Se dice que a principios de los años 60, en las heladas montañas de Montecarlo, un coche muy pequeño iba a desafiar las leyes de la física… y el orgullo de los grandes motores.
Un coche tan compacto que los mecánicos prácticamente lo llevaban con el brazo extendido.
Un coche que era menospreciado... hasta que adelantó a todos.
Este Mini Cooper S Mk2 de 1968 es uno de esos coches que llevan en sí un trocito de historia: el espíritu de Montecarlo, el fervor de las especiales nevadas, el encanto atemporal de los pequeños coches ingleses victoriosos.
Una réplica fiel (coche montado por Gary Corpe) de un auténtico Works de fábrica, el modelo que presentamos ha sido completamente restaurado por nosotros manteniendo la máxima autenticidad, ¡el resultado es simplemente impresionante!
Bajo el capó, encontramos el motor 1275 S "Thick", ampliado a 1293 cc. Como en MMR no hacemos las cosas a medias, aprovechamos la oportunidad para añadirle algo de potencia (originalmente un modelo de fábrica con 90 CV).
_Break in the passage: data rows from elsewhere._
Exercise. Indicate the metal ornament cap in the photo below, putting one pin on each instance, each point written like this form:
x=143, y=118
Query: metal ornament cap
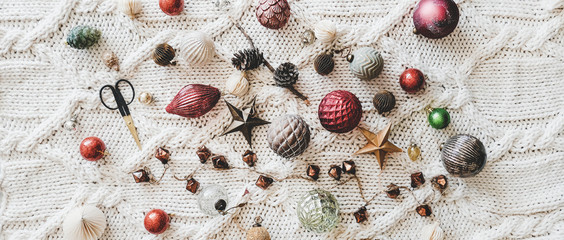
x=463, y=156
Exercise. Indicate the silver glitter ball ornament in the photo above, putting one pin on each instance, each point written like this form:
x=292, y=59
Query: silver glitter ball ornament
x=213, y=199
x=318, y=211
x=289, y=136
x=366, y=63
x=463, y=155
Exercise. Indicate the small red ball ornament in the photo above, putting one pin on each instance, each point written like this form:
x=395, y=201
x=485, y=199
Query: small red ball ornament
x=157, y=221
x=435, y=18
x=340, y=111
x=171, y=7
x=92, y=148
x=412, y=80
x=273, y=14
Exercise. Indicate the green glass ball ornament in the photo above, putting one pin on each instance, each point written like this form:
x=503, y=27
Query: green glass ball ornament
x=318, y=211
x=82, y=36
x=438, y=118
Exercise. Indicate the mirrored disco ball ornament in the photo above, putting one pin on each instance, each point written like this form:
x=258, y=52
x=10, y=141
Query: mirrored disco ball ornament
x=463, y=156
x=213, y=199
x=318, y=211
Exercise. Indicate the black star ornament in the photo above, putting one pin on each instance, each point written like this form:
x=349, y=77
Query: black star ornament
x=243, y=121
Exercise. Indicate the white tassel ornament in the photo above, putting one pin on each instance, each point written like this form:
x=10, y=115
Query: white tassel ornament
x=197, y=48
x=84, y=223
x=325, y=31
x=432, y=232
x=237, y=84
x=130, y=7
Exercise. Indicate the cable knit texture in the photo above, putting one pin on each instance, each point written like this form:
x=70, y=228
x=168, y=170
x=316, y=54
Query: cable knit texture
x=499, y=74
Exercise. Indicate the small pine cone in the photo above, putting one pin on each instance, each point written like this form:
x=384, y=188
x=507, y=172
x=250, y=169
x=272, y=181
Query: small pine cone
x=81, y=37
x=247, y=59
x=286, y=74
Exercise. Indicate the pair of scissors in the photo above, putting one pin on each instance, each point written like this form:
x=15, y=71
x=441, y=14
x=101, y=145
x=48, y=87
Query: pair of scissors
x=122, y=107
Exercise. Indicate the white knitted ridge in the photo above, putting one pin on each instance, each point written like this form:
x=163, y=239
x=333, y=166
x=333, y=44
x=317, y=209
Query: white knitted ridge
x=500, y=74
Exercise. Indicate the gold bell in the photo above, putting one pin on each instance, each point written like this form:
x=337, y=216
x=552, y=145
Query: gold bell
x=146, y=98
x=258, y=232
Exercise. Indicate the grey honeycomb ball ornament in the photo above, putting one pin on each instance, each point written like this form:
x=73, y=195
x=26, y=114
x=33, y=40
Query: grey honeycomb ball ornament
x=366, y=63
x=463, y=156
x=289, y=136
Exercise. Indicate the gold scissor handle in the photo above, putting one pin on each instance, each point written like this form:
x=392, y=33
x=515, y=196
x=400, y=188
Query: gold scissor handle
x=129, y=122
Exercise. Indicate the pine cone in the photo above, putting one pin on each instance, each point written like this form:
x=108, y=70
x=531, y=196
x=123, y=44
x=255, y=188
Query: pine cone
x=81, y=37
x=247, y=59
x=286, y=74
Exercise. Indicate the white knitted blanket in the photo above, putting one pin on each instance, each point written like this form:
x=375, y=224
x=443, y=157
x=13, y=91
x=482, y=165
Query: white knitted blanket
x=500, y=74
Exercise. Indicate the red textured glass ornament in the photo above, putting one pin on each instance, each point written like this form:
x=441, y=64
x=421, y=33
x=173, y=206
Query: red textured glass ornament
x=92, y=148
x=194, y=100
x=273, y=14
x=340, y=111
x=171, y=7
x=412, y=80
x=435, y=18
x=157, y=221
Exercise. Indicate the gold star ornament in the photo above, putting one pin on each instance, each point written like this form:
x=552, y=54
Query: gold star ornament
x=378, y=144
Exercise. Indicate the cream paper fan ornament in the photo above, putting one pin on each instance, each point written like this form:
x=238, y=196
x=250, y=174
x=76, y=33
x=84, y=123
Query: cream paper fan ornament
x=432, y=232
x=325, y=31
x=130, y=7
x=84, y=223
x=237, y=84
x=197, y=48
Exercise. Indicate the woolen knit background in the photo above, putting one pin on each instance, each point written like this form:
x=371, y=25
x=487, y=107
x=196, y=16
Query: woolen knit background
x=500, y=74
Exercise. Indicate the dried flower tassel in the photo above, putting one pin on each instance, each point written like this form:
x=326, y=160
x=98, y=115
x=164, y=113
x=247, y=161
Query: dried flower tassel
x=237, y=84
x=130, y=7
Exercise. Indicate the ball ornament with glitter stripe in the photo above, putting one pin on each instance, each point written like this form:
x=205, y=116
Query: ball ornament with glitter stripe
x=340, y=111
x=366, y=63
x=463, y=156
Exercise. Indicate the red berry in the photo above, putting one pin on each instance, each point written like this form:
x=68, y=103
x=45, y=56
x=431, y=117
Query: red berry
x=92, y=148
x=435, y=18
x=412, y=80
x=157, y=221
x=340, y=111
x=171, y=7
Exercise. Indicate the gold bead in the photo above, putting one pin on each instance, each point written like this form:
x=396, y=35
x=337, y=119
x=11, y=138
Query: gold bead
x=413, y=151
x=145, y=98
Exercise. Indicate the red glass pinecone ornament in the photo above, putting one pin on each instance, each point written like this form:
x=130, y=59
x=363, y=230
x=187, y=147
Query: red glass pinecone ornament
x=194, y=100
x=340, y=111
x=273, y=14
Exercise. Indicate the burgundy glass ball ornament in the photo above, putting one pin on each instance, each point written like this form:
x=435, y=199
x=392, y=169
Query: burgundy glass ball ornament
x=412, y=80
x=435, y=18
x=273, y=14
x=194, y=100
x=92, y=148
x=340, y=111
x=171, y=7
x=156, y=221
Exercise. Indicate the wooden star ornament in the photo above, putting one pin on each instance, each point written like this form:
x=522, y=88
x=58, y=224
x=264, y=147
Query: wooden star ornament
x=378, y=144
x=244, y=120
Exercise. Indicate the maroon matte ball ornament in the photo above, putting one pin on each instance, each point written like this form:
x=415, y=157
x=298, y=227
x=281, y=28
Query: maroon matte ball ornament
x=412, y=80
x=171, y=7
x=157, y=221
x=273, y=14
x=340, y=111
x=92, y=148
x=194, y=100
x=435, y=18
Aquí tenéis un breve resumen de esta construcción:
– Caja de cambios de corte recto, cascada de corte recto y autoblocante (transmisión final 3.9)
– Pistones +20 forjados y bielas forjadas
– Cigüeñal nitrurado
– Culata preparada con válvulas de ranura simple de 37×31 y muelles de válvulas dobles
– Conjunto de balancín forjado 1.4
– Árbol de levas de carrera y cadena de distribución doble ajustable
– Volante ligero
– Weber Split
– Sistema de escape completo
El tren de rodaje también ha sido mejorado respecto a la época, la parte delantera y trasera son regulables en todas las direcciones (avance, inclinación, paralelismo) y se han instalado suspensiones deportivas.
El interior, en cambio, es totalmente original y fiel hasta el último detalle a una Obra Original.
¡Solo con ponerse al volante de este pequeño cohete se comprende la valentía del conductor (y del copiloto!)! En aquel entonces, la jaula antivuelco era realmente ridícula, y el más mínimo accidente podría haberles costado la vida a los tripulantes...
Aquí le ofrecemos un pedazo de historia y, sin duda, una oportunidad única de ponerse al volante de una leyenda así.